The gitlab-runner command should be accessible via the e4s user. To register a runner you can run gitlab-runner register and follow the prompt. The runner configuration will be written to ~/.gitlab-runner/config.toml. However we recommend you create a separate config.toml or copy the file to separate location. For instance if you want to register a runner for muller you can set gitlab-runner register -c ~/.gitlab-runner/muller.config.toml when registering the runner and it will write the runner configuration to ~/.gitlab-runner/muller.config.toml. For more details regarding runner registration please see https://docs.gitlab.com/runner/register/.

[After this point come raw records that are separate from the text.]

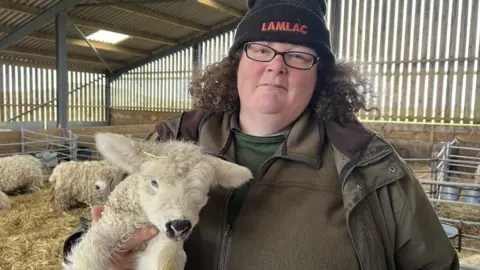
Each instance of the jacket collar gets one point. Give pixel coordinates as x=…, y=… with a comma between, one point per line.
x=352, y=141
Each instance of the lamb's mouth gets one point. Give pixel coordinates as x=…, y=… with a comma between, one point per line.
x=178, y=230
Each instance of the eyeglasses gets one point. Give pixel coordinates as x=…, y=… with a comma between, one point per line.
x=294, y=59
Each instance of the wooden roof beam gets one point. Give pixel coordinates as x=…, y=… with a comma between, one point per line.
x=48, y=65
x=158, y=16
x=70, y=57
x=83, y=43
x=92, y=24
x=222, y=7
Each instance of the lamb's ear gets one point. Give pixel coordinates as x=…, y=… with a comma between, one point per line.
x=120, y=150
x=228, y=174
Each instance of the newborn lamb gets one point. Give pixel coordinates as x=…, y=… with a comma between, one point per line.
x=168, y=187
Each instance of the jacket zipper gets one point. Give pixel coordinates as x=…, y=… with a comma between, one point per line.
x=227, y=227
x=227, y=232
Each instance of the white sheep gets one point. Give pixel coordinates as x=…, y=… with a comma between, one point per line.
x=168, y=187
x=20, y=173
x=477, y=175
x=5, y=204
x=83, y=182
x=471, y=260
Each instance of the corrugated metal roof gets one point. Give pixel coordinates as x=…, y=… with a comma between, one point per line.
x=13, y=18
x=130, y=21
x=239, y=5
x=188, y=11
x=36, y=3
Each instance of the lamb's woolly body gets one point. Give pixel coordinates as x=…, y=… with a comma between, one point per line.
x=5, y=204
x=169, y=181
x=74, y=182
x=20, y=172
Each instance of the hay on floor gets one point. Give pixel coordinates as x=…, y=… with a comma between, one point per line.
x=32, y=234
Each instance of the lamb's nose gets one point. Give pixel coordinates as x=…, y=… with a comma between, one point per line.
x=179, y=226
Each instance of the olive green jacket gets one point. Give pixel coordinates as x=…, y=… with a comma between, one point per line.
x=390, y=219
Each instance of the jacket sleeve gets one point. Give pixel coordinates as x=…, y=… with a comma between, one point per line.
x=421, y=242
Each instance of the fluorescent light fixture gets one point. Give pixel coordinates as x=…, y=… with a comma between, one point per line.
x=107, y=37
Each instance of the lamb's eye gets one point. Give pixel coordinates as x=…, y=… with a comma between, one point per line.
x=154, y=183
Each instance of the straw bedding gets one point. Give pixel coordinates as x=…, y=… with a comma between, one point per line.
x=32, y=234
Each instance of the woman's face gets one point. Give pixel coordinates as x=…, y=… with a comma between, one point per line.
x=273, y=87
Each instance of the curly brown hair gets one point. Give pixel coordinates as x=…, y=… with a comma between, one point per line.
x=340, y=91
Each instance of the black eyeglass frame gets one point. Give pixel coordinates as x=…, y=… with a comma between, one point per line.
x=315, y=58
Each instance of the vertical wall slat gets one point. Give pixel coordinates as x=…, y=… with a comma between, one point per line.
x=3, y=89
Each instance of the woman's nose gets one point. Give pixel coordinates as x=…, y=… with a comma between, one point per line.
x=277, y=64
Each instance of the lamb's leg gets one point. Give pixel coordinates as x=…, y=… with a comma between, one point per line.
x=162, y=254
x=94, y=251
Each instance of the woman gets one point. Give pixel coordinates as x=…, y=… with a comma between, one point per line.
x=328, y=193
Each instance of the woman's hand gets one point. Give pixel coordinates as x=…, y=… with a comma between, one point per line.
x=126, y=258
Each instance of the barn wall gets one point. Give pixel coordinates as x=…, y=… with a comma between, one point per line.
x=7, y=139
x=137, y=117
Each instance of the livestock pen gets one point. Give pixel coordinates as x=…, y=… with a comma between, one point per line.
x=60, y=83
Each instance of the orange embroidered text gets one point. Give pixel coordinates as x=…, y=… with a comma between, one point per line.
x=284, y=26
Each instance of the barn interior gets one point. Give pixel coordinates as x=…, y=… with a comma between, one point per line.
x=71, y=68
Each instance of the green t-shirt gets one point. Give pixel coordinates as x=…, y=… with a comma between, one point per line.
x=251, y=152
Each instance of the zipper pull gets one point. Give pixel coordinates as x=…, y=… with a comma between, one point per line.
x=228, y=230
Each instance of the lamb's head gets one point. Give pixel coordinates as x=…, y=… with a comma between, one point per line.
x=174, y=178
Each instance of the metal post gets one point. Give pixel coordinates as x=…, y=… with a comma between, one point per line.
x=23, y=140
x=62, y=69
x=108, y=100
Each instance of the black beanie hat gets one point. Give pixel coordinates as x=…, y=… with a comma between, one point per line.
x=300, y=22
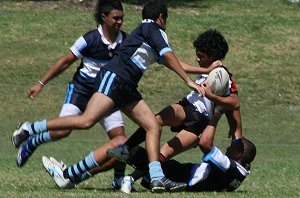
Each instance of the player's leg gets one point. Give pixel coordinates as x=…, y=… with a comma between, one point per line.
x=75, y=174
x=172, y=115
x=113, y=124
x=141, y=113
x=34, y=141
x=183, y=141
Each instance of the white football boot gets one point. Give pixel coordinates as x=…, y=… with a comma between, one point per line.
x=56, y=173
x=121, y=152
x=20, y=134
x=126, y=185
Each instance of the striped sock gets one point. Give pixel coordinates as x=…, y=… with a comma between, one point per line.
x=119, y=169
x=78, y=172
x=155, y=171
x=37, y=127
x=38, y=140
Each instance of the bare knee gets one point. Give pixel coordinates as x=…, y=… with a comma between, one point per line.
x=85, y=123
x=56, y=135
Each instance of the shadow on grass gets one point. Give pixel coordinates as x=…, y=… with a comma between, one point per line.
x=170, y=3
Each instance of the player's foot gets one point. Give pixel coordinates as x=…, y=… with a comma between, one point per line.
x=20, y=134
x=146, y=182
x=121, y=152
x=116, y=183
x=24, y=153
x=61, y=164
x=55, y=171
x=165, y=184
x=126, y=185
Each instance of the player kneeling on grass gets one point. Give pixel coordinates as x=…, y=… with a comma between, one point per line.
x=216, y=172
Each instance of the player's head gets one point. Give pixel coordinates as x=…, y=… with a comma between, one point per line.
x=210, y=46
x=242, y=151
x=249, y=152
x=154, y=10
x=109, y=11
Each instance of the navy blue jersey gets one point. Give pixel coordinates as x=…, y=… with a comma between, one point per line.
x=95, y=52
x=145, y=45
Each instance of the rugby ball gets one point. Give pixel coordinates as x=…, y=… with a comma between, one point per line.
x=218, y=80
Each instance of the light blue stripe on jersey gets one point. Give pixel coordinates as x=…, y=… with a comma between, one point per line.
x=69, y=93
x=138, y=64
x=86, y=76
x=209, y=157
x=164, y=50
x=103, y=81
x=109, y=83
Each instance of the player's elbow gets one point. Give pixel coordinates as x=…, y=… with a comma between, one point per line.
x=205, y=145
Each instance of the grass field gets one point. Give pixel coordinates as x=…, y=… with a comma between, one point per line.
x=264, y=56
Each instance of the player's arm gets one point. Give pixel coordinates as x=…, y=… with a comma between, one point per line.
x=172, y=63
x=230, y=102
x=57, y=68
x=199, y=70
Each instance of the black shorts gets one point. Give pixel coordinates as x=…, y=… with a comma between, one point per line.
x=195, y=122
x=111, y=85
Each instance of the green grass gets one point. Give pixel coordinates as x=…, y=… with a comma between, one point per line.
x=264, y=40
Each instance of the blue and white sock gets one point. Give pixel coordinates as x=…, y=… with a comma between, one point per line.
x=79, y=172
x=37, y=127
x=38, y=139
x=155, y=171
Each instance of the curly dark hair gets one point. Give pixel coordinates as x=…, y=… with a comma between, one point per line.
x=249, y=152
x=212, y=43
x=153, y=8
x=105, y=7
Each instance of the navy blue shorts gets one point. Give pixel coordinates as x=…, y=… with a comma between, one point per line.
x=111, y=85
x=78, y=95
x=195, y=122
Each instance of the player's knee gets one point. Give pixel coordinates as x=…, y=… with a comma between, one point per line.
x=159, y=120
x=86, y=123
x=120, y=139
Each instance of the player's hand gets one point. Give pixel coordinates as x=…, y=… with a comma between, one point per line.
x=34, y=90
x=215, y=64
x=208, y=92
x=196, y=88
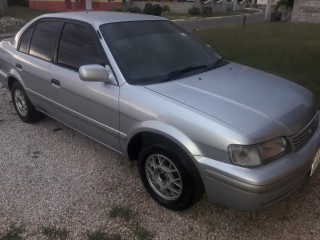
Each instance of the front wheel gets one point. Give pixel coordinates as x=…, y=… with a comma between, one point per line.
x=22, y=104
x=169, y=176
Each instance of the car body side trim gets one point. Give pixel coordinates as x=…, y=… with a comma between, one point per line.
x=91, y=121
x=257, y=189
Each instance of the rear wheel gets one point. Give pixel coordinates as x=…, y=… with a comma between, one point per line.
x=169, y=176
x=22, y=104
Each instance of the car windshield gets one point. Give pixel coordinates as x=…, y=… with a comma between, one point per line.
x=156, y=51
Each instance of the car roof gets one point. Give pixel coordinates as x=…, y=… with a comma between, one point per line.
x=97, y=18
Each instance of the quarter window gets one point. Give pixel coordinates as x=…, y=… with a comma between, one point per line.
x=78, y=47
x=43, y=39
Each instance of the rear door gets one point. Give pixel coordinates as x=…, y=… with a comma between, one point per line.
x=33, y=62
x=90, y=107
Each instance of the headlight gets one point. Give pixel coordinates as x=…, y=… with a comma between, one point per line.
x=255, y=155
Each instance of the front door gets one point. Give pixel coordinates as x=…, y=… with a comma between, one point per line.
x=89, y=107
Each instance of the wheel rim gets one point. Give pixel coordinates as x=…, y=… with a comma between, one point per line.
x=20, y=102
x=164, y=177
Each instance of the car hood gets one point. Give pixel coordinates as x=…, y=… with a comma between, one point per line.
x=257, y=103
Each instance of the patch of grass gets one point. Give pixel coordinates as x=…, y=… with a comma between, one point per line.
x=14, y=233
x=122, y=212
x=24, y=13
x=141, y=233
x=290, y=50
x=55, y=233
x=100, y=235
x=174, y=16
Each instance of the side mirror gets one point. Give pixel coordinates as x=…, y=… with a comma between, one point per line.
x=96, y=73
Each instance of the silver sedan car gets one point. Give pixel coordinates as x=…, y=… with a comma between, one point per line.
x=195, y=122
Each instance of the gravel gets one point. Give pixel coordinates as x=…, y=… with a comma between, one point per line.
x=52, y=176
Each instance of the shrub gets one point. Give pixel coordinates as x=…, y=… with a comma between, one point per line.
x=194, y=11
x=152, y=9
x=166, y=9
x=134, y=10
x=117, y=9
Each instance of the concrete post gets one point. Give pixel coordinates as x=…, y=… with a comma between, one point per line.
x=234, y=7
x=268, y=11
x=3, y=5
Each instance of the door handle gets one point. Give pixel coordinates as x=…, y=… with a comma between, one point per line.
x=55, y=82
x=18, y=66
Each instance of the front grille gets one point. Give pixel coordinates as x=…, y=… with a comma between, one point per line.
x=301, y=138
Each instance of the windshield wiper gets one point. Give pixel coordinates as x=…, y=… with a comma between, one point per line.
x=180, y=72
x=214, y=65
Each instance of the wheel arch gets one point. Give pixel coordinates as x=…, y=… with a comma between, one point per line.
x=164, y=133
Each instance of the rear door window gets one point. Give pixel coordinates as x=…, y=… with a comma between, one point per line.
x=25, y=41
x=43, y=39
x=78, y=47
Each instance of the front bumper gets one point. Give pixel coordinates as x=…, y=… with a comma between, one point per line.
x=255, y=188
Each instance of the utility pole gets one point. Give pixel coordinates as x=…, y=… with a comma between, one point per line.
x=268, y=11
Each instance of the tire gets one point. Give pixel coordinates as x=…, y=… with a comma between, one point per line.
x=22, y=104
x=169, y=176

Sometimes you may see unexpected results during CI jobs if you made changes to the GitLab configuration and you have multiple GitLab-runner processes running on different nodes. Therefore, we recommend you use pdsh to search for all process across all nodes to find the process and then terminate it. The command below will search for the gitlab-runner process for service perlmutter-e4s across all Perlmutter login nodes.

pdsh -w login[01-40] systemctl --user status perlmutter-e4s 2>&1 < /dev/null

Jacamar

The GitLab runnners are using Jacamar CI, there should be a jacamar.toml file in the following location:

e4s:login27> ls -l ~/.gitlab-runner/jacamar.toml
-rw-rw-r-- 1 e4s e4s 758 Aug 11 08:57 /global/homes/e/e4s/.gitlab-runner/jacamar.toml

Any updates to the Jacamar configuration are applied to runner and there is no need to restart GitLab runner.

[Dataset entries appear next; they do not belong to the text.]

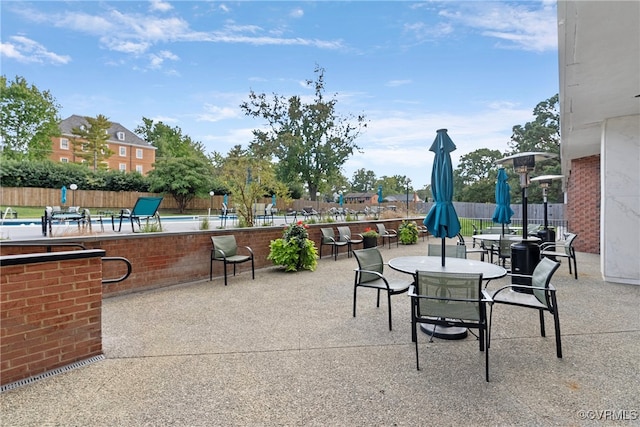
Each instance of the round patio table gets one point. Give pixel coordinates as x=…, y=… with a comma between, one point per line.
x=433, y=264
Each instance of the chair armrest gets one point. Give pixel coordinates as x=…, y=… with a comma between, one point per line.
x=214, y=252
x=374, y=273
x=523, y=287
x=486, y=298
x=545, y=245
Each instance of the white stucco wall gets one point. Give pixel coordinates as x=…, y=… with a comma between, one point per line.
x=620, y=209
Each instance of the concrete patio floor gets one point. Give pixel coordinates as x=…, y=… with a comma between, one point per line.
x=284, y=349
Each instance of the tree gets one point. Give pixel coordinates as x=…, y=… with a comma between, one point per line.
x=364, y=181
x=249, y=178
x=91, y=142
x=28, y=120
x=474, y=179
x=311, y=141
x=169, y=141
x=183, y=178
x=542, y=134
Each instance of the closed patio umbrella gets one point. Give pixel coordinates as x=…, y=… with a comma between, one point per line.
x=502, y=214
x=442, y=219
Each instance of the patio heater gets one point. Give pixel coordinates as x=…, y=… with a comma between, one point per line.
x=408, y=182
x=525, y=254
x=73, y=188
x=523, y=163
x=545, y=182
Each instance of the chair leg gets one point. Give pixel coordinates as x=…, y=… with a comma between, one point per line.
x=556, y=323
x=355, y=291
x=389, y=304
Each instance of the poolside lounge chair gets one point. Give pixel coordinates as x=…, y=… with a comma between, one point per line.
x=145, y=208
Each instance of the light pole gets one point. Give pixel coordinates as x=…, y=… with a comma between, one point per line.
x=73, y=188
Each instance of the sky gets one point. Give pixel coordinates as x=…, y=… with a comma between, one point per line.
x=476, y=68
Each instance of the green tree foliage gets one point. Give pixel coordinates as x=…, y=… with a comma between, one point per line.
x=249, y=178
x=182, y=169
x=311, y=141
x=48, y=174
x=170, y=142
x=28, y=120
x=183, y=178
x=475, y=176
x=364, y=181
x=90, y=143
x=474, y=179
x=396, y=184
x=541, y=134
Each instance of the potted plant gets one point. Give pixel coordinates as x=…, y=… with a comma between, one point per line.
x=295, y=251
x=408, y=233
x=369, y=238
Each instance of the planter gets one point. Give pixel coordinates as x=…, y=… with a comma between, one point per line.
x=369, y=242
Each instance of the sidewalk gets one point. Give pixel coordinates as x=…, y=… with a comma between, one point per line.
x=284, y=349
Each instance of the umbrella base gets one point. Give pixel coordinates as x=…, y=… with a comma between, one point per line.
x=444, y=332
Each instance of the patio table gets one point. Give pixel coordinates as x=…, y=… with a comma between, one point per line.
x=433, y=264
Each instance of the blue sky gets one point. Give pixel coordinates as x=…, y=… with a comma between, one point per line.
x=475, y=68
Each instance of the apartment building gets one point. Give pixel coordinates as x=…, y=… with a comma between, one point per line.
x=130, y=152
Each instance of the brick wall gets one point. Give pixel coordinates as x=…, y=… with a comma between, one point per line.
x=50, y=312
x=164, y=259
x=583, y=203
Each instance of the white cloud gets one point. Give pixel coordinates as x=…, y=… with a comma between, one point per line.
x=524, y=26
x=396, y=83
x=296, y=13
x=160, y=6
x=214, y=113
x=25, y=50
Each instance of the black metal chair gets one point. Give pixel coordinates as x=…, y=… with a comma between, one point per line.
x=547, y=250
x=369, y=274
x=225, y=249
x=450, y=299
x=540, y=295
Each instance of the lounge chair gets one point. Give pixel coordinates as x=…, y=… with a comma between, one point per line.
x=145, y=208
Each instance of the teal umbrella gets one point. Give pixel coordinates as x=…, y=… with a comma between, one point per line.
x=502, y=214
x=442, y=220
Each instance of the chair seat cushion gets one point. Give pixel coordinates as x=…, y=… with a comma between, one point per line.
x=235, y=258
x=517, y=298
x=395, y=286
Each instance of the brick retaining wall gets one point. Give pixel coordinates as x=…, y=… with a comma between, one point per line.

The binaries jacamar and jacamar-auth are located in the following location, if we need to upgrade Jacamar we should place them in this location,

e4s:login27> ls -l ~/jacamar/binaries/
total 15684
-rwxr-xr-x 1 e4s e4s 6283264 Jul  7 15:50 jacamar
-rwxr-xr-x 1 e4s e4s 9773296 Jul  7 15:50 jacamar-auth

Test for NERSC System Changes

NERSC uses ReFrame to test system health after maintenance. In order to ensure the earliest possible notification of system changes that will affect E4S builds, a test has been added. This test can be found at https://gitlab.nersc.gov/nersc/consulting/reframe-at-nersc/reframe-nersc-tests.